I tell you so, as we liked to say things of life: I miss you. I'm not used to your absence, and I used to. I resigned myself to not feel your hug, and I resign. I miss your eyes, clear-eyed, deep, terrible in anger a few days, and generous, almost always, as a wind protector and warmer than the 1st all covered.
I remember your hands, strong, friend and craftsman, hot iron forge were working hard, and end up poetry like that, one day forging it gave me as a sculptor of nature, with the exact curvature to be a little bent reed by the wind in the afternoon, I keep in my study as a sentinel .0 hidden among papers that knife, made in your days of Peugeot worker with broadleaf and powerful, with a bone handle, caressing hand like a glove fine and permanent. 0 the club of hard wood, one piece, dark and medieval nails, ready like you always, to fight the battle to be given. 0 Bone mate, hang gaucho way of our grandfather, Tata, with a stork drawn, looking through the material, your patience wise man, that by the hours and time were others.
can not be, I say to each step, if I'm listening to your voice grave, when I was given something done for those tanned hands, and that heart full of affection, and told me "take it, the 1st did for you" and nothing else .
And nothing more "knowing that''the 1st all other" was always lying like a blanket, or a meal prepared for some unknown traveler. Always expected and always had as a magician, invented something, an object, an ancient legend, a different word that caught in the workshop, no schedules, no permits to operate without paying taxes, without actually being long in this world . but it was your life, your way, your soles and your days.
It was a workshop, was a house, a square, a parliament of one or many.
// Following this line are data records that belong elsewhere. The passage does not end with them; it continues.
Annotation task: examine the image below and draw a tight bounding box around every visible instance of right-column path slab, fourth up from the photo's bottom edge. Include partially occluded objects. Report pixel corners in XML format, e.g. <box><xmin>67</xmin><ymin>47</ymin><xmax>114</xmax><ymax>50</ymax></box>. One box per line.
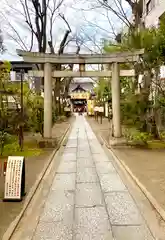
<box><xmin>96</xmin><ymin>162</ymin><xmax>116</xmax><ymax>174</ymax></box>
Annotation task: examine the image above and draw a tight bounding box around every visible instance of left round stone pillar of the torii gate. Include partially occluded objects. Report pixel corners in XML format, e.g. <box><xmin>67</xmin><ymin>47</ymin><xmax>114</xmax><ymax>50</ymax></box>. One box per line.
<box><xmin>44</xmin><ymin>63</ymin><xmax>52</xmax><ymax>138</ymax></box>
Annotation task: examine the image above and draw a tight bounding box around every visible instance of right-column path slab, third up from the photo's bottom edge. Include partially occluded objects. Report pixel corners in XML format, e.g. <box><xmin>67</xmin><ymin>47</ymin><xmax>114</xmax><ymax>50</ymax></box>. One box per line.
<box><xmin>99</xmin><ymin>173</ymin><xmax>127</xmax><ymax>193</ymax></box>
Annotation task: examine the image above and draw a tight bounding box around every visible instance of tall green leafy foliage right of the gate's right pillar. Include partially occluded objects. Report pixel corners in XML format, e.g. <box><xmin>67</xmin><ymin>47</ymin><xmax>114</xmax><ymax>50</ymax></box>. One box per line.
<box><xmin>100</xmin><ymin>18</ymin><xmax>165</xmax><ymax>142</ymax></box>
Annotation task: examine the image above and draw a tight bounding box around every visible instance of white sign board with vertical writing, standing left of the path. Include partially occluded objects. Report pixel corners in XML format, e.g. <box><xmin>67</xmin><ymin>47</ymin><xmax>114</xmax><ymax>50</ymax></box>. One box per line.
<box><xmin>3</xmin><ymin>156</ymin><xmax>25</xmax><ymax>201</ymax></box>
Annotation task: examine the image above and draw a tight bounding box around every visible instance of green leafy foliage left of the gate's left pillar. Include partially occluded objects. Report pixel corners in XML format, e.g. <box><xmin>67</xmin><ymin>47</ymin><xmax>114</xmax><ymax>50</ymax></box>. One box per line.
<box><xmin>0</xmin><ymin>62</ymin><xmax>57</xmax><ymax>155</ymax></box>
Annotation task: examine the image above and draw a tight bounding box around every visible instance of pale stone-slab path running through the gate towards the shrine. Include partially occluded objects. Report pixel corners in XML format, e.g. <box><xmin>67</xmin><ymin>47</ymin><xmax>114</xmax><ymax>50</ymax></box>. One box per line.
<box><xmin>33</xmin><ymin>116</ymin><xmax>153</xmax><ymax>240</ymax></box>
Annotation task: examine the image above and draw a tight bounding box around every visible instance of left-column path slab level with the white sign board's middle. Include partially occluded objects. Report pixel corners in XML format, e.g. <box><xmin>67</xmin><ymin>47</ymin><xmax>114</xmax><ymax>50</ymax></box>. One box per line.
<box><xmin>51</xmin><ymin>173</ymin><xmax>76</xmax><ymax>191</ymax></box>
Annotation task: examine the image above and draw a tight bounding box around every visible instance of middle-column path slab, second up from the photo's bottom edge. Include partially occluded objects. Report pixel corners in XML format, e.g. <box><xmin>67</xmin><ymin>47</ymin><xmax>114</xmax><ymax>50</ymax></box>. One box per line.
<box><xmin>76</xmin><ymin>183</ymin><xmax>104</xmax><ymax>207</ymax></box>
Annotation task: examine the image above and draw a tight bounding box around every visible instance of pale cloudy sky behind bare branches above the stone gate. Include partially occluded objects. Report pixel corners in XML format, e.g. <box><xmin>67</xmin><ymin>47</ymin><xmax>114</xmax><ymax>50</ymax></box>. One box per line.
<box><xmin>0</xmin><ymin>0</ymin><xmax>129</xmax><ymax>61</ymax></box>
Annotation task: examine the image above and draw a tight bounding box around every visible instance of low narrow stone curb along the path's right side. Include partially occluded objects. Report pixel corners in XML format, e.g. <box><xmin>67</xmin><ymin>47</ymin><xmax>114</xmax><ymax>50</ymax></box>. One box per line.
<box><xmin>99</xmin><ymin>136</ymin><xmax>165</xmax><ymax>221</ymax></box>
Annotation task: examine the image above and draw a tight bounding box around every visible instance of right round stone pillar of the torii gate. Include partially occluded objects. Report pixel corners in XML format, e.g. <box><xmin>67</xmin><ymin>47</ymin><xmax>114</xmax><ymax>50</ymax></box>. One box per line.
<box><xmin>111</xmin><ymin>63</ymin><xmax>122</xmax><ymax>138</ymax></box>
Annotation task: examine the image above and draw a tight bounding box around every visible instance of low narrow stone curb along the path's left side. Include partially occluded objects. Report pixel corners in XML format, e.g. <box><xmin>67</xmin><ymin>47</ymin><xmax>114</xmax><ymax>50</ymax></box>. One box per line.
<box><xmin>2</xmin><ymin>124</ymin><xmax>71</xmax><ymax>240</ymax></box>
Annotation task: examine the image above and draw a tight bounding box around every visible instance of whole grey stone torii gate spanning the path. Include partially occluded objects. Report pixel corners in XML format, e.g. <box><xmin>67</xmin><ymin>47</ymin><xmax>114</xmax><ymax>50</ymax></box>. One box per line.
<box><xmin>17</xmin><ymin>50</ymin><xmax>144</xmax><ymax>138</ymax></box>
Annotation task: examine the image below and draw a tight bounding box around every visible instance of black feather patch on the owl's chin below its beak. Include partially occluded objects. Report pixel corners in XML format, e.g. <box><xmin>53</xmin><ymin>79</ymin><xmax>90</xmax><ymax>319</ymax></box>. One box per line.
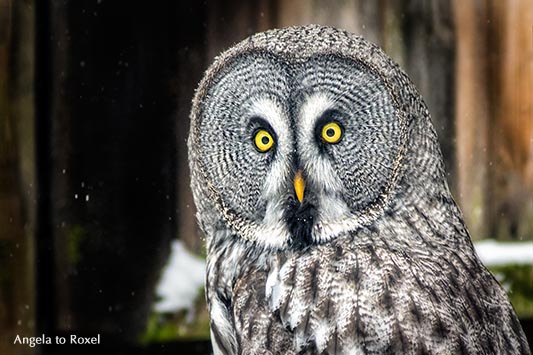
<box><xmin>285</xmin><ymin>198</ymin><xmax>317</xmax><ymax>249</ymax></box>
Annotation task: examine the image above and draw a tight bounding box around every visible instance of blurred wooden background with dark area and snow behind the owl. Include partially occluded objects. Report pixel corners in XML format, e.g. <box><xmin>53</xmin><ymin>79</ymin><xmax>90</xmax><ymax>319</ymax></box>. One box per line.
<box><xmin>0</xmin><ymin>0</ymin><xmax>533</xmax><ymax>355</ymax></box>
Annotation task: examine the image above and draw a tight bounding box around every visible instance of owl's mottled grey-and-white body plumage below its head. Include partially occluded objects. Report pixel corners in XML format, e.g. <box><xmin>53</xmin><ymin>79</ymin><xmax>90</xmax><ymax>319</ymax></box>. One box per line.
<box><xmin>209</xmin><ymin>209</ymin><xmax>527</xmax><ymax>354</ymax></box>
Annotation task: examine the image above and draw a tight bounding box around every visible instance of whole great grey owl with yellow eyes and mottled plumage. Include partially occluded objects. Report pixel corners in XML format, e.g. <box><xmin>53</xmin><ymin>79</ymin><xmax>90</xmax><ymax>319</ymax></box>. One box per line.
<box><xmin>188</xmin><ymin>25</ymin><xmax>530</xmax><ymax>354</ymax></box>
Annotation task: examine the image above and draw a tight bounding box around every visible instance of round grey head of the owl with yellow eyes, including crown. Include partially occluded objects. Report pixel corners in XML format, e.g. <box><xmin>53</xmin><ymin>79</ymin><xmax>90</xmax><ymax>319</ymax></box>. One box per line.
<box><xmin>188</xmin><ymin>25</ymin><xmax>447</xmax><ymax>248</ymax></box>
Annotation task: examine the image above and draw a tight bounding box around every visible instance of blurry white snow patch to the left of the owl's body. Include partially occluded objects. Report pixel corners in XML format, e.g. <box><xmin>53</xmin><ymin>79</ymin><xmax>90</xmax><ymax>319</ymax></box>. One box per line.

A place to go with an excuse or anything. To talk a lot, argue or fall behind the mat, scanning the horizon as if the city, the plains and foothills. 0 back to a gin and friendly dogs as friends. It was impossible to be a customer. You asked for a fence, a door, window, and went out with life by asking questions, talking about the evening, the coup, the soldiers. It was a workshop, he had, almanacs football or cars, like everyone else. Had a "no save yourself," Benedetti written on the walls. Evita somewhere, or che somewhere in between tools, or Neruda, or a Russian poet who can not remember the name. It was a workshop without photo frames, with many tobacco with absent colleagues pinned to the soul, and deep, but depth of your eyes. There was everything but des warrantless order. A small universe for harmony, a real thinking workshop.
the 1st I say again, I will not get used. And third, I repeat, they cry for you every time remember your fury, your honest hatred of injustice, your hatred away from civic virtue, but so close companion blood of the people who always defended. Like now, the 1st you say, I can not write because I'm also crying because I feel your skin, your beard, muscular arm, the huge presence that gesture end of each lecture: return, so these days keep talking.
In the 1st best, everything is wrong. And I'm thinking wrong and should not mourn for your memory. It may take your strength as a drink and go to hit the houses one by one, your desire for beauty as a given that I may have to wake up every morning, reread your books and crumpled pages, such as roads, spaces ways, your voice, like a wind, a hurricane energetic and voracious your hands like two ideas and creations, your eyes as bridges to the other, and your embrace, like a tree, to look with you, all seasons, colors and life.
you tell the 1st and, as we say things like: I'm wrong, because you are with me, until your thick wool sweater feel yet. We are together, my soul brother, anywhere and anything. To defend ourselves, hurting, fighting, friends. To be different as we were. To be without seeing each other, nor speak, as we did. To speak and care. To reinvent the games of childhood, being Viking warriors or Roman, waving your wooden swords, they admired neighborhood friends. To share the fears we had, a hope or a star.
To listen to some music, a tango or flamenco, or talk about our father and his abiding presence in our lives. To speak of the old, the mother as mother. To talk about our children. Of love, of women. We were a thousand things to do, to speak, by surprise. We were hugging in the air and laugh a lot because we went, indeed, a bit poor with laughter and we take life too in the breast.
But you see they were wrong. Without realizing it, I engage with you in another chat. In the 1st the 1st time we had better be the 1st gave to others, the effort, to politics, a1 thought, to argue for Peron, by avoiding, for Che, Fidel, Roses, by the world, religion, strikes, and all ...
is true we are together. I do not want to provoke tears, as sometimes happens, forgetfulness, which is unfair. Name you provided your story to many things, so you're always there. He was wrong then, you're with me, but just miss you until 1os bones.